FWIW...For many years I have been picking up roadkill deer to place out for just such a purpose. I was given permits to do so by either the county sheriff's office or the DNR field office. I also get deer carcasses from local processors and put them out to hunt over. While all of this is on private lands, I never read or heard that it was unlawful ("illegal" is a sick eagle- ) on state land. With all of that said, I would still suggest you get an answer straight from your local DNR CO.


----------



## brushbuster (Nov 9, 2009)

petronius said:


> This is all I could find in the Hunting and Trapping Digest, page 35.
> 
> http://www.michigan.gov/documents/dnr/hunting_and_trapping_digest_461177_7.pdf#page=16
> 
> ...


Yeah i read that but im confused, the regs also state you can use game parts for bait as long as they are in season to hunt. 
We also have a new law that was passed called the road kill bill. Supposedly it was initiated so we could use the road killed deer for hunting and trapping purposes as well as table fare any time of the year
Also i dont see any rules stating that you cant quarter a deer out in the field and leave the remains.We can field dress animals and leave the remains.
I also know of areas near Hartwick pines state park, that allow carcass dumping for eagle viewers. 
I dont know, it just seems the rules are conflicting.

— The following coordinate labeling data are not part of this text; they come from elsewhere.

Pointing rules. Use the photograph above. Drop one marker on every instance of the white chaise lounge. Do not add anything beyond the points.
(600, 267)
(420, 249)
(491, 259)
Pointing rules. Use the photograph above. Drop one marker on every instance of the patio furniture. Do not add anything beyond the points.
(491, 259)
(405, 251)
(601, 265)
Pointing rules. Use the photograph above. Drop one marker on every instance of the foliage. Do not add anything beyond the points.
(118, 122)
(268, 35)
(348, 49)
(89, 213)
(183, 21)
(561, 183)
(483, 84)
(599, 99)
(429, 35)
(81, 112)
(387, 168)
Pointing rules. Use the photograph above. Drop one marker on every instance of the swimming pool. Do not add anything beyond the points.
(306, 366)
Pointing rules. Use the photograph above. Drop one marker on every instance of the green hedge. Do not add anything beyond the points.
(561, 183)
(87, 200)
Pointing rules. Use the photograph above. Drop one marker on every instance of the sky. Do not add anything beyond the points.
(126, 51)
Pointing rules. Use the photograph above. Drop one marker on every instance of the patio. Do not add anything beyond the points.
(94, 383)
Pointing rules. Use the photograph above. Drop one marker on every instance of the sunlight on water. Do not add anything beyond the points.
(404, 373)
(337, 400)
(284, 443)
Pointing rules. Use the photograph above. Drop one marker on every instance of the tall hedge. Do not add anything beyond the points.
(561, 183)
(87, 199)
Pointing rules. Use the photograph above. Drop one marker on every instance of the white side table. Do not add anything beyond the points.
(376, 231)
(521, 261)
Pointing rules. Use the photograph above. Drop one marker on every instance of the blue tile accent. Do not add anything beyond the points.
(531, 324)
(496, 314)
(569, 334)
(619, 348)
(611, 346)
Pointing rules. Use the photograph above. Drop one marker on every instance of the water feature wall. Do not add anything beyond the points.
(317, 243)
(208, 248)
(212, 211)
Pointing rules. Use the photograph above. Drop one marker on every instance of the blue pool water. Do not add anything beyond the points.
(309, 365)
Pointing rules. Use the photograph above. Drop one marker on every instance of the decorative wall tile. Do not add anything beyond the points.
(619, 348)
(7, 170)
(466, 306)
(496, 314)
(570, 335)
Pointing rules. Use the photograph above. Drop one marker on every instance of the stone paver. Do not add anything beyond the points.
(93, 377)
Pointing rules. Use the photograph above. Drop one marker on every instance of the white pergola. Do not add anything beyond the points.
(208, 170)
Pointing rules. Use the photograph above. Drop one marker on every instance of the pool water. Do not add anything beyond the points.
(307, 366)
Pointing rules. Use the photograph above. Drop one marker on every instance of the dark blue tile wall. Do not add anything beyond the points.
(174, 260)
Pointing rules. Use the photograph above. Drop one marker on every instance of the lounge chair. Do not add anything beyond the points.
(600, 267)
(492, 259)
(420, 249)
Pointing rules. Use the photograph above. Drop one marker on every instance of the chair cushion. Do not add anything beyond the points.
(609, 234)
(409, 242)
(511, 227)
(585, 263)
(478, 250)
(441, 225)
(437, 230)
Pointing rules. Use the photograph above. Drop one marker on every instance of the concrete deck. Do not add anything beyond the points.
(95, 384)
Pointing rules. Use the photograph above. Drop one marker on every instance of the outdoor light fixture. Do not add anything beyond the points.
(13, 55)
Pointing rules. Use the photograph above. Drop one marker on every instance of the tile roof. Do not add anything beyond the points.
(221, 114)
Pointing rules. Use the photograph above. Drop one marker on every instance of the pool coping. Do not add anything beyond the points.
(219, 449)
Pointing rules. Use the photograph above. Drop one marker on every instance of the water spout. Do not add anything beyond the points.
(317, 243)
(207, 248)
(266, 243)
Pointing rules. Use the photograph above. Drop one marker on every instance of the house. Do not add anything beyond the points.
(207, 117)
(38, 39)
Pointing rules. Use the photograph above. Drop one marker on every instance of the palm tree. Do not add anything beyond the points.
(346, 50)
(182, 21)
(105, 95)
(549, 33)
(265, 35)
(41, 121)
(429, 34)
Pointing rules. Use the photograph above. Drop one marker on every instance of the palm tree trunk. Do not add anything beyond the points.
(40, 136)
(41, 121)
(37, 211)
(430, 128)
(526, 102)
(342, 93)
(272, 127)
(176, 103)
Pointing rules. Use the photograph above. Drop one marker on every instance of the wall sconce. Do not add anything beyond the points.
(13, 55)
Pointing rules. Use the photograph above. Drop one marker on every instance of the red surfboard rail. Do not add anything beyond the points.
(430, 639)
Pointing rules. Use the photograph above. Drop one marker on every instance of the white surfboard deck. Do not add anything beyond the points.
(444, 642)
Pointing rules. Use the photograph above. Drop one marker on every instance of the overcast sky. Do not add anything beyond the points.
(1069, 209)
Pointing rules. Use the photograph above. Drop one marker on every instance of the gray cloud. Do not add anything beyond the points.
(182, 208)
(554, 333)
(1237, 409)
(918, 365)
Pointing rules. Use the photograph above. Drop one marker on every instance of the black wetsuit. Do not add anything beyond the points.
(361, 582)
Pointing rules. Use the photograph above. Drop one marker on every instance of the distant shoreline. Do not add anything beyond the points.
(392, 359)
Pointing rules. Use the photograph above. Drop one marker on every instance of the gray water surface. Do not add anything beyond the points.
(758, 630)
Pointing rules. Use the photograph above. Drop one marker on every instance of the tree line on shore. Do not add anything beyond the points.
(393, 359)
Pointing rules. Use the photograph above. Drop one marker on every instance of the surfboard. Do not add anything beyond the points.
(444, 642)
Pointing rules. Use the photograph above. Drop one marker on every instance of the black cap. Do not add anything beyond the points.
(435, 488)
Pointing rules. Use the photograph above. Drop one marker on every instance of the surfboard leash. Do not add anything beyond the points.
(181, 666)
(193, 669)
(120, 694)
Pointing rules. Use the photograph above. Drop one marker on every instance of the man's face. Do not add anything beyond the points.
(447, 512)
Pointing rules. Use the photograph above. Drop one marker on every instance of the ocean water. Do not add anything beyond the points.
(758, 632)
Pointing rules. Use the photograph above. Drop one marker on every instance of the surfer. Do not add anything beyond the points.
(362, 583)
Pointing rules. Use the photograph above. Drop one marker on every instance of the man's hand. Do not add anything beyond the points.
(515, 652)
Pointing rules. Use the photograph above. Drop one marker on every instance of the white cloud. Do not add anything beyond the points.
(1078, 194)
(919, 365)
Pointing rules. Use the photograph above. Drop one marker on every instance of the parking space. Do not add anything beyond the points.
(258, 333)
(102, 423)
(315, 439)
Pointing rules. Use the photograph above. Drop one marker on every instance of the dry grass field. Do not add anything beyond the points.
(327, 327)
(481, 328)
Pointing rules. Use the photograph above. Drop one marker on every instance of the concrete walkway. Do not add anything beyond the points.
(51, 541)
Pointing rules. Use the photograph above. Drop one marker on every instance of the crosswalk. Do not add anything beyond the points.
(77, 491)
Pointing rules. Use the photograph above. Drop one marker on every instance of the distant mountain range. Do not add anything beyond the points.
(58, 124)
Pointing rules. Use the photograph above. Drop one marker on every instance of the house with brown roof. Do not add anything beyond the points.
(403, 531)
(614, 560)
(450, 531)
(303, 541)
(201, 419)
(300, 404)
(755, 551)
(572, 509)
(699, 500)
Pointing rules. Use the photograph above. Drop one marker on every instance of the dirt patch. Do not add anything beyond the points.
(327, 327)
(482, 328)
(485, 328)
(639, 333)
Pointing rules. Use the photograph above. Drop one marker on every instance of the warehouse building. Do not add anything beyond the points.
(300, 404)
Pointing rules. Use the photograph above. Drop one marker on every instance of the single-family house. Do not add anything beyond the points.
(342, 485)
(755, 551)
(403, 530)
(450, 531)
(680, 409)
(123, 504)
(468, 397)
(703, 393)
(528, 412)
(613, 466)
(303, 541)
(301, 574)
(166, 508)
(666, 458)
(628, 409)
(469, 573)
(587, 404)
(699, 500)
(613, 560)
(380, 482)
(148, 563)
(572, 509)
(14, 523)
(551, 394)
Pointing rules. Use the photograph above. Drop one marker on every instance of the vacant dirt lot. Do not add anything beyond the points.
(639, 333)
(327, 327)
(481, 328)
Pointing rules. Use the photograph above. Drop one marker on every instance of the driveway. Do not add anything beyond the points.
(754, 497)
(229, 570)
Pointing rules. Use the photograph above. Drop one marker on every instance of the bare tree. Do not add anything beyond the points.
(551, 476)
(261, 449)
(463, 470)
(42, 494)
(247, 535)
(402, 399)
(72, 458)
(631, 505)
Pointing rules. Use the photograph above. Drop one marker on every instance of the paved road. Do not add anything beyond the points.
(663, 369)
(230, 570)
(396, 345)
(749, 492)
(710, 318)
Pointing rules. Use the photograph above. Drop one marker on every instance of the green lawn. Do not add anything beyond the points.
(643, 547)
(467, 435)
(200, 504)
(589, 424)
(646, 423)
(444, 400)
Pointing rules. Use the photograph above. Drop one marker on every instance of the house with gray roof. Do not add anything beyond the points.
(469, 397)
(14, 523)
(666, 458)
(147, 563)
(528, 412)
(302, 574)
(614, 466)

Sent from my SCH-S720C using Ohub Campfire mobile app


----------



## swampbuck (Dec 23, 2004)

I hate when the leave room for interpretation.


----------



## DFJISH (Mar 30, 2009)

swampbuck said:


> I hate when the leave room for interpretation.


That's why I recommended that he should get his answer from his *local *DNR CO.


----------



## swampbuck (Dec 23, 2004)

We have big trash can on wheels, they pick up on Mondays, that's where mine go.


----------



## zachattack (Nov 2, 2012)

Well it is not dumping, it is baiting, but then again, you could claim baiting, but really be dumping.. this can/and will go both ways.. Ask the dnr, and let us know....


----------



## brushbuster (Nov 9, 2009)

zachattack said:


> Well it is not dumping, it is baiting, but then again, you could claim baiting, but really be dumping.. this can/and will go both ways.. Ask the dnr, and let us know....


I honestly think they are afraid to answer this question.

Sent from my SCH-S720C using Ohub Campfire mobile app


----------



## hawgeye (Mar 3, 2011)

Pm Dead Short, he will answer it or find the answer.


----------



## Downriver Tackle (Dec 24, 2004)

Interested to hear also. Pretty common around here. 'Yotes love those piles. Still trying to figure out what they're baiting for with the old TV's and VCR's amongst the remain piles though. :16suspect


----------



## jiggin is livin (Jan 7, 2011)

What's really the difference between a gut pile or the carcass?

Mine go in a large garbage bag and into my large trash can on wheels also.


----------



## MERGANZER (Aug 24, 2006)

Disposal is a problem if you are in city limits and have to pay for trash bags. I don't see what the problem is if you get permission to dump on private property. There are thousands of deer carcasses in the ditches of highways year round that are killed by cars.

Ganzer


----------